G1 and G2 may sound like codes for some complex enzymes, but they are mere notations for gaps 1 and 2, which are just that: gaps between mitosis and DNA replication (in the S phase) respectively. G1 through to G2 – that’s G1, S phase and G2 – are all stages which collectively are known as interphase. Inter = between; phase = …phase, so interphase is just the stage between a cell’s creation and that cell’s division by mitosis.
Interphase is by far the stage in which most cells are in most of the time. The other stage, the small one, is called the mitotic phase and it encompasses mitosis (prophase, metaphase, anaphase and telophase) plus cytokinesis.

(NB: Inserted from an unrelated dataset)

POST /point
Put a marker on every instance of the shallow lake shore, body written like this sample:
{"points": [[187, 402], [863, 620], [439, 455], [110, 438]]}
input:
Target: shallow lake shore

Knowledge of the cell cycle comes in very useful in the treatment of cancer. Cancerous cells divide out of control, often due to mutations in DNA which result in improper regulation of cell division. These mutations have been isolated in certain genes known as oncogenes. The best drugs to treat cancer must be efficient at targeting and killing the cancerous cells, without damaging any nearby healthy cells. When cells divide too quickly, tumour suppressor genes
regulate them and give DNA an opportunity to be repaired, or for the immune response to kill the cancerous cells. If the tumour suppressor genes mutate themselves, then the probability of cancer developing increases significantly.
Lovely little topic. Remember the stage of the cell cycle where DNA replicates (interphase->S phase). Also, some cells never undergo mitosis, and so remain in G1 indefinitely. In this particular scenario the cells are said to be in the G0 phase.